Schama makes excellent use of archaeological evidence, of Iron Age hill forts for instance, some material as recent as 2007. He naturally plunders the immense Cairo Geniza depository of records, probably the largest single collection of written words in history, until the electronic dumps of our own time. It includes 300,000 paper documents, though marriage contracts, divorces and slave-manumissions were considered too important for paper and were still written on parchment.
In the medieval period he is able to quote Hebrew poetry, much of it erotic, and advice from the Talmudic sages to teenage girls on what sort of depilatories to use. Rav Yehuda says, ‘Poor girls apply lime, rich girls use fine flour and princesses oil of myrrh.’
Schama finds that by comparing and contrasting these two chief sources, many of the certitudes of Jewish history dissolve or even disappear. Thus, the separation of men and women in synagogues during early times is revealed as a myth, the portrayal of the natural world or even men and women on the mosaic floors or the walls of such buildings emerges as normal rather than exceptional. Indeed, although the Greek and the Jewish cultures have been contrasted as aesthetically incompatible for millennia, the synagogue itself was in essence a Hellenistic institution, and many of the early synagogues took the form of Greek temples.
This did not prevent Hellenistic times being a period of occasional anti-Jewish persecutions of the utmost savagery, as the records of the Maccabees abundantly demonstrate. Indeed it is a theme of Schama’s book that although persecution of the Jews by their two bigger ‘religions of the book’, or both together, might be portrayed as the normalcy of Jewish history, so also might be peaceful cohabitation.
Schama is able to demonstrate the long persistence of non-Jewish varieties of Judaism. He shows that Islam was essentially Jewish in its origins. Jewish and Islamic forms of monotheisms were able to co-exist peaceably among many tribal parts of Arabia for long periods, and clashes were the exception not the rule. With the Christians it was more difficult because the accusation of deicide was, from early times, the occasion of violent persecution.

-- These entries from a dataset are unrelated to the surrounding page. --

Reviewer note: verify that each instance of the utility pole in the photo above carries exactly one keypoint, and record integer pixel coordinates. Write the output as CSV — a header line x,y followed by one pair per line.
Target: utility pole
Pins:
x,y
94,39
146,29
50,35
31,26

Nevertheless it is astonishing how often Jewish merchants and financiers were able to accumulate immense fortunes in the Christian Middle Ages, often at surprising speed. Nor were these enterprising souls always men. Schama tells us of hugely successful, ingenious and, indeed, entertaining women bankers and moneylenders, who imposed their strikingly sharp personalities on the record.
However, the story of the Jews, as Schama tells it, is fundamentally the story of the interaction between words and people — the words of the Bible, and the Jews who clung to them in all their adversities. At various times — under the Judges, under the Davidic Kingdom, and under the Maccabees — the Jews created states or kingdoms. But the political solution they gradually evolved was that the best kind of organisation for their people was one which did not depend upon territory or weapons, warfare or frontiers, but on words. This political theory of the omnipotent word is one of the chief Jewish contributions to history, and it emerges strongly from Schama’s account.
This first period of post-biblical history was brought to a natural end by the Iberian expulsions of the 1490s, which destroyed that delectable blend of Judaic and Islamic culture, the kingdom of Andalusia. It forms a fitting conclusion to Schama’s first volume. I shall be fascinated to see how, in his second, he explains how the Jews came to the reluctant conclusion that the power of words was not enough, and that against the threat of total annihilation they needed to create a realised Zion on earth, complete with state, frontiers and nuclear weapons.